2) Dumbing down the public with those cardboard drawings of a reactor on NHK.
3) Those stupid ass uniforms they wore to make every think they were in emergency mode.
CTBTO Takasaki monitoring station data:
http://www.bfs.de/de/ion/imis/ctbto_aktivitaetskonzentrationen_jod.gif
Ashai data from Tsukuba (High Energy Accelerator Research Organization (KEK):
http://ajw.asahi.com/article/0311disaster/analysis/AJ201201230001
These monitoring stations are in different Prefectures, but report the same tale of Iodine and Cesium spikes over a period of four months after the meltdowns.
If not re-criticality, what caused this? Ashai article reports "resurfacing" radiation from dust and wind...but does not report this happened in two different Prefectures.
The incompetence of the Japanese so called leaders is absolutely mind boggling ! Japan is a fucking disgrace ! ..

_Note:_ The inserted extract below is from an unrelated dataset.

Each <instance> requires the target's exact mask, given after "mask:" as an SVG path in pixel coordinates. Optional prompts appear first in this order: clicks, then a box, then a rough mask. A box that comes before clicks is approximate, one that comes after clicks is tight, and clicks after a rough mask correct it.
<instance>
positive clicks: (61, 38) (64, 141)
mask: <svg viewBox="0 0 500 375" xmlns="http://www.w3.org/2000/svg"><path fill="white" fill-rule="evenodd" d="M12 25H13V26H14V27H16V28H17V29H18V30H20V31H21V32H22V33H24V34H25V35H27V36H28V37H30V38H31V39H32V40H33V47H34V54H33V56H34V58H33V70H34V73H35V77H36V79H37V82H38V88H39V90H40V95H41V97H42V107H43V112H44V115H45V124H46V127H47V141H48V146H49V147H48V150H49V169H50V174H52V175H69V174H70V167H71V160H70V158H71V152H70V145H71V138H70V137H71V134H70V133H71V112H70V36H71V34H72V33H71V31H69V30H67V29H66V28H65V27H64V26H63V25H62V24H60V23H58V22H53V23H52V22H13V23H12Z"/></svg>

They seem competent enough at covering up things.
I mentioned this post to my wife who used to live and work in Japan. She replied that absence of minutes can probably be explained by the Disaster Response Headquaters being hungover and asleep.
If minutes were not taken, it was intentional. Anybody who has ever been to any kind of work place meeting in Japan knows this. The prime minister doesn't break wind without minutes being taken. And that's an excellent point about the tsunami damage. Any record of that discussion? If so, that proves that information on the nuclear farce was intentionally covered up.
Given these missing minutes, it is worthwhile to recall an incidence of mendacity by the bureaucracy and state during the earliest days of the Japanese nuclear power program:
Japanese electric power companies cooperated in the building of the first commercial nuclear power plant in Tokai Village, Ibaraki Prefecture in 1960 (it started operation in 1967). During construction planning in 1959, the Science and Technology Agency (Kagaku gijutsu-chō), a governmental office for the administration of science and technology policies, calculated the costs that would be incurred in the event of an accident at the Tokai Nuclear Power Plant. The agency estimated that the amount would be twice as large as the Japanese national budget at that time. However, the agency concealed this report, and denied its existence for 40 years.